Le scénario peut paraître un brin décousu jusqu’à éventuellement donner l’impression d’un collage. Par exemple, on commence le film avec Fay (Ginger Rogers), mais le récit la délaisse pour ne plus porter que sur le couple Polly et Brad (Ruby Keeler et Dick Powell). De même, une intrigue veut faire planer un doute sur la réelle identité de Brad, mais à part deux allusions, on passe rapidement à autre chose. Ces défauts ne sont pas gênants et la dernière mise en scène chantée et dansée les balaye sans difficulté.

Dès les premières paroles de Remember My Forgotten Man, Joan Blondell nous captive.
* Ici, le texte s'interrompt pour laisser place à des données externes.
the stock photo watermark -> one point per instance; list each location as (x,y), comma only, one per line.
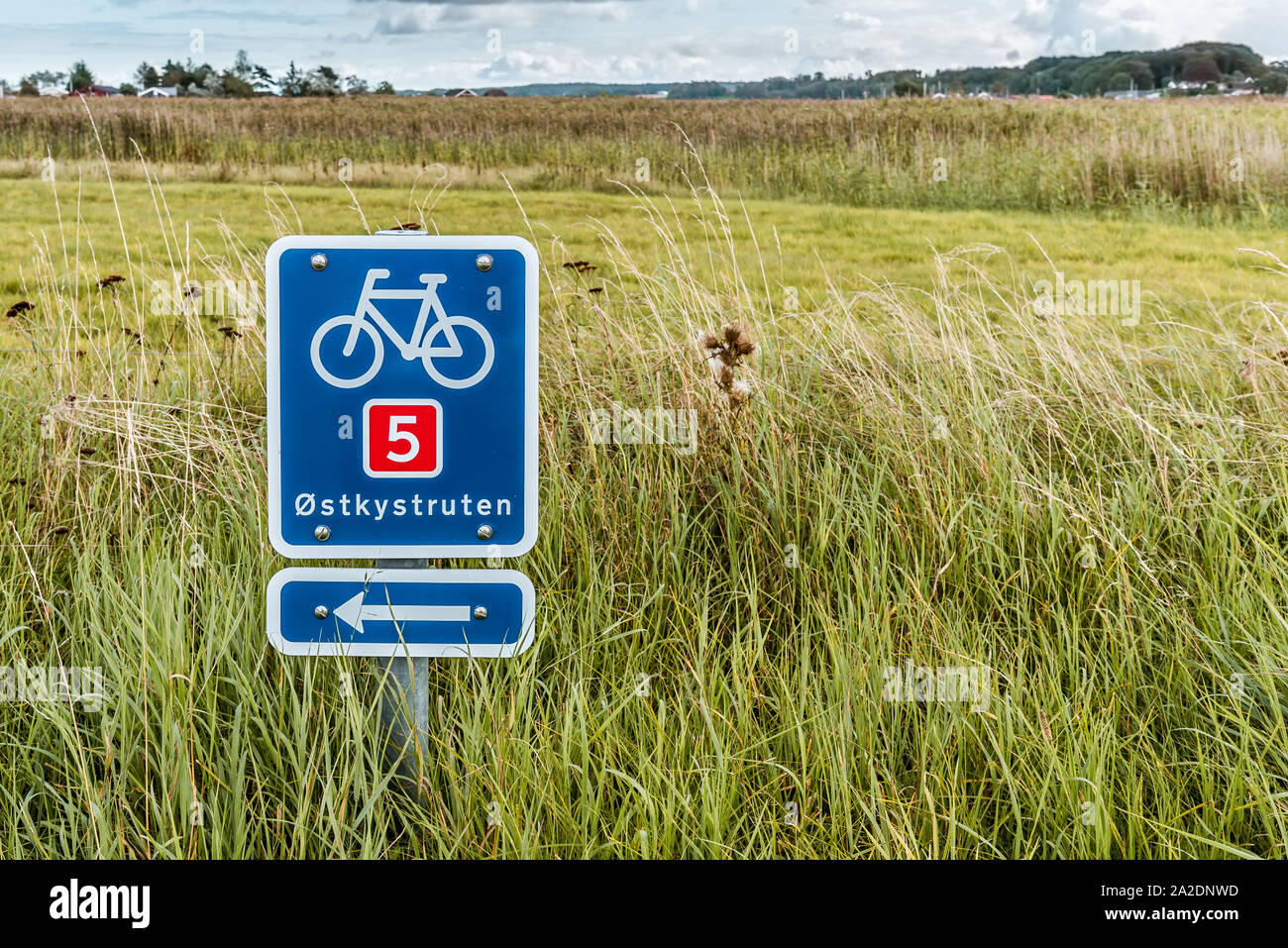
(944,685)
(677,428)
(42,685)
(1119,298)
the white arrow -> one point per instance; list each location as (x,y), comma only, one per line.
(355,613)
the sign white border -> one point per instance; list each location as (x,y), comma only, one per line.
(389,649)
(271,313)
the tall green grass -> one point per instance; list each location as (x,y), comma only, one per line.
(1091,513)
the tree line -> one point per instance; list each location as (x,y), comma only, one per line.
(1199,65)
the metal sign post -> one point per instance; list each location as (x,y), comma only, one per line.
(402,425)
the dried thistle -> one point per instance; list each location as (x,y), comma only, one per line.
(726,353)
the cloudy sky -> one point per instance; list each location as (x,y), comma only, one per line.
(420,46)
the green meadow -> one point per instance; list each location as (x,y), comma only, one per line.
(925,472)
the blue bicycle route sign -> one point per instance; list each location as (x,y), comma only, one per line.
(321,610)
(402,395)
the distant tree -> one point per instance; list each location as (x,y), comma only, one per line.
(322,81)
(292,81)
(147,76)
(263,80)
(236,85)
(172,73)
(44,77)
(1201,68)
(243,67)
(78,76)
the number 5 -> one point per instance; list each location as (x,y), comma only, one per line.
(395,436)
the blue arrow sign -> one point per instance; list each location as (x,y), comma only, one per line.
(402,395)
(483,613)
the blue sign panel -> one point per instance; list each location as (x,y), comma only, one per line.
(402,395)
(481,613)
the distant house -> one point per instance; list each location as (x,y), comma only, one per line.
(95,91)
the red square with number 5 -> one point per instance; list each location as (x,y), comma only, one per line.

Appuyée par la contralto Etta Moten au refrain (que l’on retrouve au chant dans Carioca), la chanson prend plus de gravité et d’ampleur. Les images sont en parfait raccord. Quand la caméra quitte la rue aux allures expressionnistes et fixe les gens à leur fenêtre, les images rappellent les photographies de Dorothea Lange. Puis, le numéro se déploie en une évocation de la guerre, le retour des soldats oubliés et plongés dans la détresse, passant des files de blessés à celles des soupes populaires. Le final est à la fois grandiose et sensible, lorsque le chœur dans la déploration accompagne Joan Blondell qui réclame qu’on lui rende son homme brisé. Face à elle, la foule des pauvres tend ses bras. On peut alors repenser au premier numéro et au contraste offert entre le début et la fin du film. Quand les filles chantaient et dansaient au milieu des dollars et dans une insouciance qui ne pouvait être que tout à fait fictive en 1933.